As Techzim we are obliged to promote debate and dialogue. We were surprised to read an article in this morning’s Daily News (A Zimbabwe daily) that we believe was not generous with facts. The article’s opening shot begins by describing Trustco as “a company that appears to talk very big about itself”, and proceeds to stage a series of assaults on the company, most of it factually incorrect and misleading.
Here are some corrections to some facts the paper twisted.
Daily News: “It appears that instead of embracing a relationship which enabled it to list on the Johannesburg Stock Exchange’s alternate market, the success seemingly got to the heads of the Trustco management. ”
Fact: Trustco was actually listed on the JSE in February 2009 and not “enabled” to do so after striking a relationship with Econet in October 2010
Daily News: “Before Trustco managed to persuade Econet to use its technology, Trustco had only one other customer — Telecel Namibia — an operator with less than 200 000 customers.”
Fact: Telecel Namibia – (Trading as Leo) has at least 350 000 subscribers and not less than 200 000 as the article suggest.
Daily News: “Econet customers were incensed at the SMSes which Econet did not even know about.”
Fact: This cannot be possible as the company owns the infrastructure and messaging gateways on which they were sent. Furthermore if it indeed did not initially know – it eventually did due public outcry.
Daily News: “…within months of signing up Econet it had more customers using its platform than the entire population of Namibia.”
Fact: Ecolife did not have more people using it than the entire population of Namibia (1.6 million Ecolife subscribers vs 2.17 million Namibia’s total population)
It also failed to inform readers about the following:
- The Daily News was once funded by Strive Masiyiwa-the founder of Econet Wireless
- Econet is one of the paper’s biggest advertisers
- Trustco was the first company to list on the JSE’s Africa Board,
Now, it’s not that Trustco are angels, but conflicted papers launching an attack like this really is unfair.
9 comments
They did talk big didn’t they ….
Econet to big for their own good ?
i think the corrected subscriber numbers that this article has given does not change the essence of the story that much…
i think the daily news report stressed that from a business point of view, the decision to go to court was wrong because basically trustco’s revenue from the econet deal was probably 90% of its mobile revenue while the revenue to econet from the same deal was probably less than 10%(the percentages are mine-just to make the point that i understood from the report).

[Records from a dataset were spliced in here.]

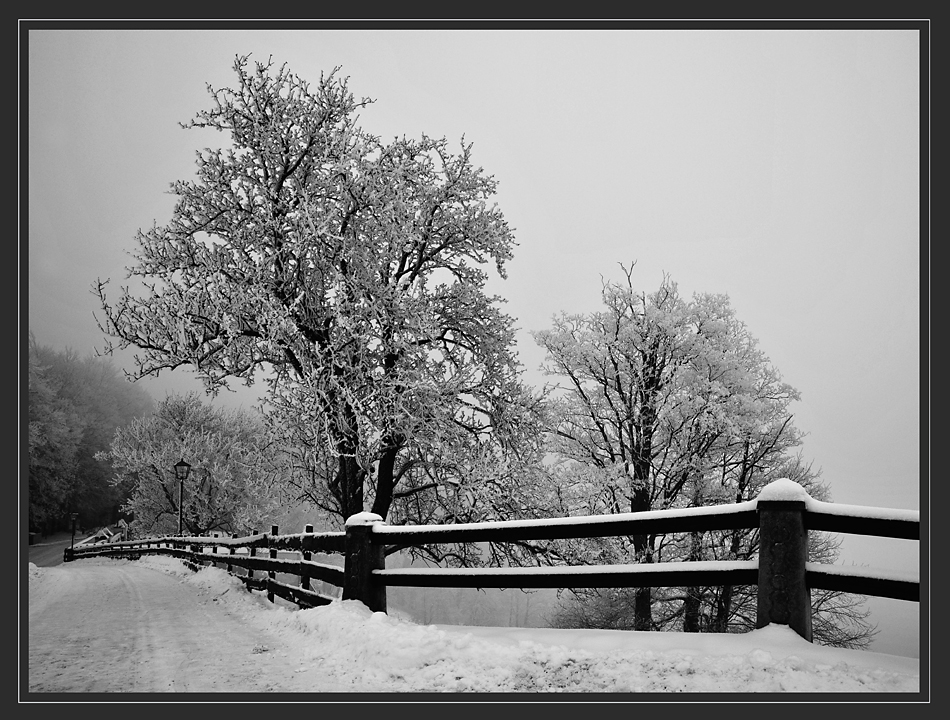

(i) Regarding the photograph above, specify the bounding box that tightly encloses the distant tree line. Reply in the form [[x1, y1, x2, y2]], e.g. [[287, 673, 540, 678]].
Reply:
[[82, 57, 873, 647], [27, 333, 154, 534]]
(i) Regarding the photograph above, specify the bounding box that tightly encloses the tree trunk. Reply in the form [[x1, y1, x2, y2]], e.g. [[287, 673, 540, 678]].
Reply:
[[372, 437, 402, 520], [630, 487, 653, 630]]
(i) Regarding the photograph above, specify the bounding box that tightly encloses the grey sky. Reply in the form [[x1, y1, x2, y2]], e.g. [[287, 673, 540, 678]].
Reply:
[[28, 29, 926, 652]]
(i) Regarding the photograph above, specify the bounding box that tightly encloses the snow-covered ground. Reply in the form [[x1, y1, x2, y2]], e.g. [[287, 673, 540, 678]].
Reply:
[[29, 557, 920, 701]]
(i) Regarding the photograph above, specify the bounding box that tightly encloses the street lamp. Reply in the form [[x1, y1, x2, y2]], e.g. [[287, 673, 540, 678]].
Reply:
[[69, 513, 79, 555], [175, 458, 191, 536]]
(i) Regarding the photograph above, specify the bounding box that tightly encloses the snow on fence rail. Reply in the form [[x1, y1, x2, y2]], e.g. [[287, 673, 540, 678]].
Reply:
[[64, 480, 920, 641]]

so i dont think that your corrections change my understanding…correct me if am wrong?
This article could also be headlined as “Techzim’s questionable attack on Dailynews.” In the pocket of trustco huh?
wat trustco is doin can be done by many local software vendors
havana basa avo
we want smethng proudly zimbabwean
Objective and balanced perspective. Thanks.

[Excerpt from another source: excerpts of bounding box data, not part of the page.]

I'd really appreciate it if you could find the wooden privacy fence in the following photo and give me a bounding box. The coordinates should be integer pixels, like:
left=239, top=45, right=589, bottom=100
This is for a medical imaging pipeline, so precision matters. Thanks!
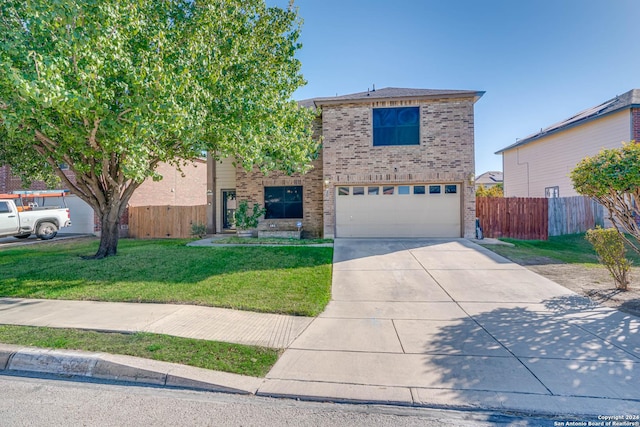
left=129, top=205, right=207, bottom=239
left=476, top=196, right=604, bottom=240
left=476, top=197, right=549, bottom=240
left=548, top=196, right=604, bottom=236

@Gnhundu, the different subscriber numbers may not change the essence of the argument but a fidelity to the facts at least removes any hint of bias or lack of objectivity, which is what any good journalist should uphold.
@Darren, that sounds like a nice soundbite but you make no attempt to substantiate why Techzim are in the’pocket’ of Trustco. On the balance of what I’ve read so far, the Techzim view seems to be more substantive
Trustco’s Informanté fires sub-editor, reporter resigns
TWO senior staff members of Informanté have left the weekly tabloid under a cloud of controversy following a report about Trustco’s dispute with Econet, its mobile partner in Zimbabwe.
The Namibian has it on good authority that sub-editor Elizabeth M’ule has been fired and that senior reporter Brigitte Weidlich resigned.Trustco yesterday confirmed Weidlich’s resignation, but refused to comment on whether M’ule, also the co-ordinator of the Namibia Editors’ Forum, was dismissed or not. Neither journalist was available for comment.Informanté recently suspended both without pay after Weidlich reported on Trustco’s mobile deal with Econet Wireless going sour, and M’ule allowed the story to be printed.The paper’s action drew fire from the Media Institute of Southern Africa (Misa), who accused Trustco of censorship and said there was nothing unethical about Weidlich’s reporting.By the time of going to press last night, Trustco had not answered any of the questions The Namibian sent to its new head of media, John van Heerden.These include why M’ule was fired when she was apparently found guilty on only one of three disciplinary charges. Also why Weidlich got a final warning when she too was only found guilty on one of three charges and had never received any warning before.Trustco also refused to comment on speculation that its executive committee was upset about Misa’s public statements on the matter and that they wanted a personal apology from the journalists.